This cabinet of curiosities might indicate which dark corners the show intends to gravitate towards, and I sincerely hope it does — a Monster of the Week scenario would play out better with the Tenebrae plotline threaded through it, than Jekyll and Ravi’s Abbott and Costello misadventures — but that would be a different show to the one that we have before us.

Like an ice-cube dropped into a volcano, after seeing first-hand the secrets of the MIO, Sackler’s (Tom Rhys Harries) skepticism melts away pretty abruptly; quoting from the early Christian philosopher Tertullian: “Credo quia impossibilie. I believe because it is possible”. As a religious variation on Aristotle’s seeing is believing (which neatly ties in with the Jekyll family’s scientific method of perception), the idea that what can be seen to be true has a greater impact than what was previously held to have been real, is an appropriately powerful driving force in the second episode of Jekyll and Hyde.
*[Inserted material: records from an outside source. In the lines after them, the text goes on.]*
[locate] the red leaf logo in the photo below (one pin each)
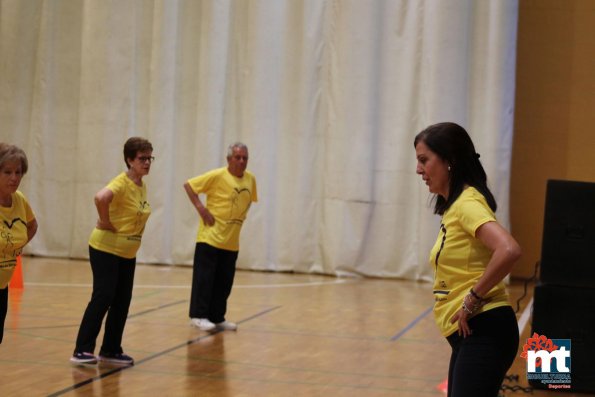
(538, 342)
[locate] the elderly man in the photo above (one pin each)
(229, 193)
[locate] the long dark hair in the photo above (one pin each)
(452, 144)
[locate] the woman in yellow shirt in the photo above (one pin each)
(472, 255)
(123, 212)
(17, 220)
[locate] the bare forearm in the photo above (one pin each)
(31, 229)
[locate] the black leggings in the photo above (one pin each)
(113, 278)
(479, 362)
(212, 279)
(3, 309)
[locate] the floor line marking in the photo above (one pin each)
(151, 357)
(412, 324)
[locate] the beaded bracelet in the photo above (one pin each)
(475, 295)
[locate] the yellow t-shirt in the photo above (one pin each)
(462, 259)
(13, 234)
(228, 200)
(129, 212)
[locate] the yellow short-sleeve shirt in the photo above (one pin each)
(129, 212)
(13, 234)
(459, 259)
(228, 200)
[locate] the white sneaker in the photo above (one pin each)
(227, 325)
(202, 323)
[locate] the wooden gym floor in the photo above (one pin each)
(299, 335)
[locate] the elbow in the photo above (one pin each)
(514, 252)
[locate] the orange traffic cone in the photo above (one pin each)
(17, 277)
(443, 386)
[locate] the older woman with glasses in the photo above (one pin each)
(123, 212)
(17, 220)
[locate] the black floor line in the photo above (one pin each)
(152, 357)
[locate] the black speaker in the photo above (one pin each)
(568, 313)
(567, 252)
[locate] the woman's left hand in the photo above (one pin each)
(461, 317)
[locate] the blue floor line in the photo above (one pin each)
(412, 324)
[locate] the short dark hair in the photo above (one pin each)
(452, 144)
(133, 146)
(10, 152)
(234, 145)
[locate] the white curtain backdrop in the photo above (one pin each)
(327, 94)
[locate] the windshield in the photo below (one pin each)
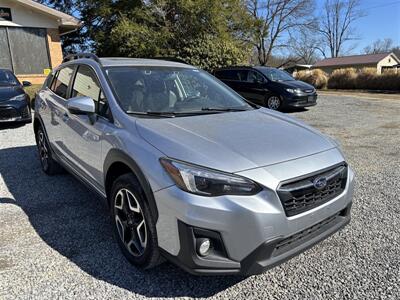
(276, 74)
(7, 78)
(171, 91)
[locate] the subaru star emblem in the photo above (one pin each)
(320, 183)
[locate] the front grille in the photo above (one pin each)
(304, 194)
(307, 234)
(8, 113)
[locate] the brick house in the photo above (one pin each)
(30, 38)
(379, 61)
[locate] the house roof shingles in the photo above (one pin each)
(352, 60)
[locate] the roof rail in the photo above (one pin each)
(81, 55)
(168, 58)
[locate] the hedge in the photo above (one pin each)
(350, 78)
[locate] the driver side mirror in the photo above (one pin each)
(258, 81)
(81, 106)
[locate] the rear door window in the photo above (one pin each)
(61, 82)
(254, 76)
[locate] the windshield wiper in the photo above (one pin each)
(153, 113)
(223, 109)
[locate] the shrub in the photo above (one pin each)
(317, 78)
(389, 80)
(343, 79)
(367, 79)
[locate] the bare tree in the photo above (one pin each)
(380, 46)
(303, 45)
(335, 26)
(272, 20)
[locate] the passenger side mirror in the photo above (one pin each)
(81, 106)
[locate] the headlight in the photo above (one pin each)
(207, 182)
(18, 97)
(294, 91)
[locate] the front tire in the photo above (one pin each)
(49, 165)
(273, 102)
(134, 226)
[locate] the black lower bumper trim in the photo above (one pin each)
(266, 256)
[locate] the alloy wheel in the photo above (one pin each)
(273, 102)
(130, 222)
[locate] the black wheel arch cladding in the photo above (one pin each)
(118, 156)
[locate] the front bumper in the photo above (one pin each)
(299, 101)
(18, 112)
(266, 256)
(250, 228)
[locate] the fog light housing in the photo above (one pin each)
(203, 246)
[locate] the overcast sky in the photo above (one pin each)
(382, 20)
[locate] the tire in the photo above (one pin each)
(273, 102)
(49, 165)
(134, 226)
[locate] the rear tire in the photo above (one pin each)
(134, 226)
(49, 165)
(273, 102)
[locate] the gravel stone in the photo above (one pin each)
(56, 238)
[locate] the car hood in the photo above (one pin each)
(295, 84)
(7, 92)
(234, 141)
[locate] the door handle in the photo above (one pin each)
(65, 117)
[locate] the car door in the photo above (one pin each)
(254, 87)
(85, 132)
(230, 77)
(53, 109)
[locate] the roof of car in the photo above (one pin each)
(120, 61)
(245, 67)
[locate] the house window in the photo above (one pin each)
(24, 50)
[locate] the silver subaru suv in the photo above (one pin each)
(191, 171)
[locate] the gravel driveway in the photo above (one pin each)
(56, 239)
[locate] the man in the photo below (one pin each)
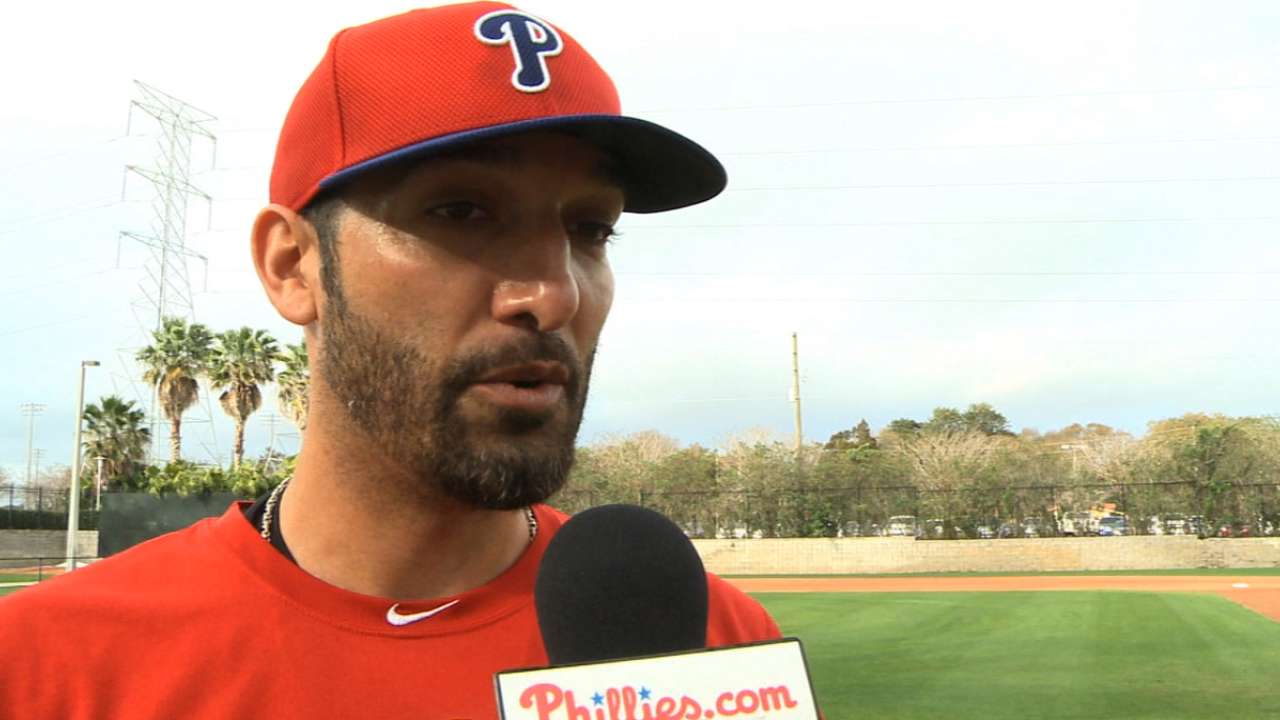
(442, 200)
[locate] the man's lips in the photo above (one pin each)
(534, 387)
(529, 373)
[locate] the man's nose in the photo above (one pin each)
(540, 290)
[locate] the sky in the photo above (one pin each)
(1065, 210)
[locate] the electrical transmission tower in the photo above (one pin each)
(165, 288)
(30, 410)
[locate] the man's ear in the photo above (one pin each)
(287, 259)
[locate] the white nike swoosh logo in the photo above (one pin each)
(397, 619)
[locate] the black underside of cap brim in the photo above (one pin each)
(659, 168)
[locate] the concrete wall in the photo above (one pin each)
(16, 545)
(906, 555)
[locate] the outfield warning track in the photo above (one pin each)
(1260, 593)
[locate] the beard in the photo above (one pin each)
(408, 405)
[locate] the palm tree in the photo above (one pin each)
(173, 364)
(242, 360)
(117, 432)
(291, 384)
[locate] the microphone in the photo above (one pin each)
(622, 605)
(617, 582)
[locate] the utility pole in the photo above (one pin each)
(30, 410)
(795, 388)
(97, 483)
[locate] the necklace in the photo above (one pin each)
(273, 501)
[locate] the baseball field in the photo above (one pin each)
(1037, 647)
(1054, 646)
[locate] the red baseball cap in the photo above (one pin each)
(411, 85)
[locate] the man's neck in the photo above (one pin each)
(357, 523)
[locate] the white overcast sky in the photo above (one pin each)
(1065, 209)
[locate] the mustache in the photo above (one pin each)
(465, 370)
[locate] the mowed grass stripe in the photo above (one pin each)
(1022, 655)
(1212, 572)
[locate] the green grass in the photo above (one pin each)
(1042, 655)
(1170, 572)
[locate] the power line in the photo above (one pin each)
(999, 146)
(958, 99)
(959, 274)
(972, 300)
(981, 222)
(1002, 183)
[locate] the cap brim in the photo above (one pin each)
(659, 168)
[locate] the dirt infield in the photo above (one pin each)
(1258, 593)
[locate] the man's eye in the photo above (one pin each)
(460, 210)
(594, 233)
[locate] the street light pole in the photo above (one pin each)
(73, 505)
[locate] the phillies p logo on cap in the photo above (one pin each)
(531, 42)
(408, 86)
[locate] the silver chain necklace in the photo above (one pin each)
(273, 501)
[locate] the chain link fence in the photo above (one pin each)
(23, 507)
(1050, 510)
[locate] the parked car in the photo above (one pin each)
(1196, 525)
(1077, 524)
(1034, 528)
(1176, 524)
(903, 525)
(1114, 525)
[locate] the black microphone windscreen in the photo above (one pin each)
(620, 580)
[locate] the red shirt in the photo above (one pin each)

Last week, I explored how the theme of “recorded written media” was comprehensively used to show how the story unravels from multiple intersecting viewpoints and, as such, “cannot possibly contain and fully explain the ‘true’ story as it unfolds”. This week, the theme is: visual perception. Bulstrode asserts “Information, that is our sharpest weapon”, but this comes immediately after his team receives a message in gibberish, which to Bulstrode appears to be a code in need of deciphering, but is in fact directly quoted from the real-life death bed ranting of notorious mobster, Dutch Schultz, who died in 1935, the same year in which the show is set. As with the clues from last week, it may mean everything, or it may mean nothing.
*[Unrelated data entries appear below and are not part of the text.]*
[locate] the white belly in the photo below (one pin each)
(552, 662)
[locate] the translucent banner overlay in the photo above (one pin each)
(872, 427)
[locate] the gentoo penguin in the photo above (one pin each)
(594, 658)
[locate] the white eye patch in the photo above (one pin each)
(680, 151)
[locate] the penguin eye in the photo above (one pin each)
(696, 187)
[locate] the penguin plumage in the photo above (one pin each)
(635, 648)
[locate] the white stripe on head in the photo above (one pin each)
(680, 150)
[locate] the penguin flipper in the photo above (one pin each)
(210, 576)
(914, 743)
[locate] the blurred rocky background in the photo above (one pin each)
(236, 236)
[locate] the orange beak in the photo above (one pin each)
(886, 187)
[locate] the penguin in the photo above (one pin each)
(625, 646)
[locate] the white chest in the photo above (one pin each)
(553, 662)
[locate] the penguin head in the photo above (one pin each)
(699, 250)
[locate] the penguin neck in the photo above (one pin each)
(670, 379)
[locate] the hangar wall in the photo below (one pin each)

To save on space and your patience, I will list the other elements that constitute this week’s theme, but if you think of any more then please add them to the comments section below: “Dream of reason produces monsters” quoted by Sackler is also the title of a 1799 etching by Goya; Jekyll’s scar is becoming less visible, so Utterson (Christian McKay) doubts whether he was actually stabbed; Jekyll is warned “Beware the one-eyed man”; Bulstrode presents a forced reference to “the emblem of our enemy” (nicely framed as well); the coded tattoo of the Tenebrae; a spy who observes with a camera but dies because he has seen too much, whilst Bulstrode mentions “we watch and we wait”; Dance standing before a mirror and removing his shirt to reveal his bodily secrets; Jekyll being told “you look awful”; Ravi being chastised for having “witnessed the events” of the “bad man”, but purposefully withholding the truth of what he has seen; Bulstrode telling Sackler “it’s time I showed you something” (the secret base), and then warning him: “Don’t look too long” at the creepy woman; Jekyll explaining “I feel like somebody’s watching me all the time”, as he’s being watched all the time; and, of course, the hidden trapdoor and the lab.

After all of this, and now aware of the former presence of Hyde in Henry Jekyll, Robert Jekyll tells his colleague: “Can’t you see it, Max, it explains everything!” Jekyll’s latest revelation, only two episodes into the series, clearly won’t explain everything, as he can’t yet perceive the enormity of his situation. Unfortunately, another line from the episode is more succinctly encapsulating of the audience’s relation to an uneven show in which the subplots are the most compelling features of the story, the level of monstrous and culturally questionable imagery is widely varied for a piece of family entertainment, and the arching narrative and character developments are still only slowly coming together: “It would help if we had some idea what we were looking for!”